The critically acclaimed sequel to the much beloved BBC series, Upstairs Downstairs, which ran in three parts on PBS is now available on DVD in a two-disc set including an exclusive DVD feature: “Upstairs Downstairs – Behind Closed Doors.” Set in 1936, a year which saw three kings on the British throne, the series introduces a new family, the Hollands, to 165 Eaton Place. Rose Buck played by Jean Marsh one of the originators of the show, the only holdover from the original Downstairs staff, is working as an employment agent and she is hired to help the Hollands hire a new staff of servants. The first episode introduces all the new characters and begins to delineate the tensions and themes that are going to occupy the drama.

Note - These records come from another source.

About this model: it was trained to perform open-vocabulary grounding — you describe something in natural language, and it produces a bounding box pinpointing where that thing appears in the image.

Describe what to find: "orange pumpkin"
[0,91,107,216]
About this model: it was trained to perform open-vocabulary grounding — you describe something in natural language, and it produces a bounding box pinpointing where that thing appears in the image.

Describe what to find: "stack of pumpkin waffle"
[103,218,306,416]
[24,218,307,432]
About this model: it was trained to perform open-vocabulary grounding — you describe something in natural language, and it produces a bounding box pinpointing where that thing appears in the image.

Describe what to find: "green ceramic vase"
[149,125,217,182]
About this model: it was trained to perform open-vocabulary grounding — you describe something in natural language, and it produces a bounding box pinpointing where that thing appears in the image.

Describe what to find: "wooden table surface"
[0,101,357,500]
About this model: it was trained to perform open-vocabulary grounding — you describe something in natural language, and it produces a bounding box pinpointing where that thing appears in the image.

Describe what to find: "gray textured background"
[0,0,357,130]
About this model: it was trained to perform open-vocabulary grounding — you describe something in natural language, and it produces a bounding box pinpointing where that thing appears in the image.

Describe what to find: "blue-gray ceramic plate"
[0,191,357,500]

A good deal of attention is devoted to the historical context of the period. Lord Holland is a diplomat returning to an England in some turmoil after a tour of foreign duty. The king is dying and his successor is involved in an affair with a notorious woman. The economy is still in bad shape from the depression, and Fascist sympathizers are making headway with the people. German diplomats are looking for support among the upper classes. Series writer, Heidi Thomas seems to place a much greater emphasis on the historical background than I remember in the original series. There is, for example, an actual recreation of the Cable St. riots when the Fascist leader, Sir Oswald Mosley tried to take his Black Shirts on a march through London. There is a sub-plot concerning a Jewish refugee who becomes a maid in the second episode. Wallace Simpson and Joachim von Ribbentrop both make appearances in the series. Upstairs and downstairs characters become involved with the Fascists. Indications of the social changes in Britain are also emphasized in an abortive romance between Lady Agnes’s sister and the chauffer.
The “Behind the Scenes” feature explains the care that was taken in creating a historically accurate mise en scene. It is not only the costumes where Keeley Hawes who plays Lady Agnes explains that she was even wearing period underwear, but everything about the setting as well. The pantry was stocked with actual spices and preserves. The servant’s hall was given all the appropriate accoutrements. Food cooked and served at dinner parties was thoroughly researched before it was prepared for the set. The house itself had the effect of physically informing the performances according to Adrian Scarborough who plays Pritchard, the butler. One can’t help stiffening one’s back and raising one’s nose, he says. Indeed, in many respects the house becomes a featured character itself, beginning as what they call a “ghost house” shrouded in drop cloths and cob webs only to reemerge in magnificent splendor.
Performances are spot on. Eileen Atkins, the other of the series originators, is a commanding elder used to taking charge and not about to take a back seat to her daughter-in-law. Keeley Hawes is effectively torn between her inexperience and her desire to assert herself, while Ed Stoppard has his diplomatic skills tested as he maneuvers between the two. Claire Foy plays the rebellious Lady Persie with the passionate self righteousness of youth.
The downstairs cast is equally fine. Anne Reid as Mrs. Thackeray, the cook, is not quite the martinet in the kitchen, but still quite jealous of her position. Her joyousness at having her photo taken by the famed photographer, Cecil Beaton is classic. If at first Adrian Scarborough’s Pritchard doesn’t seem to have the same authority that Mr. Hudson had in the original, by the time he gets to the third episode there is no question of his stature. Harry Spargo is the chauffer who can’t quite bring himself to break away from the traditional social values when all is said and done. Art Malik plays Lady Maud’s private secretary and adds an exotic note to the cast. The young maid is played with youthful exuberance by Ellie Kendrick, and together with Nico Mirallegro as a youthful footman in training, they make a fetching pair. Of course, it is Jean Marsh, her face lined with her years as an actress mirroring her years in service to the Bellamys that hold everything together. It is only fitting that the series end with her gazing out from the window of her beloved home.
Upstairs Downstairs from the seventies has become a classic. The 2011 version has much to live up to; it would be very easy to disappoint. But series lovers can rest easy, the sequel does the series proud. We can only hope that there will be more to come.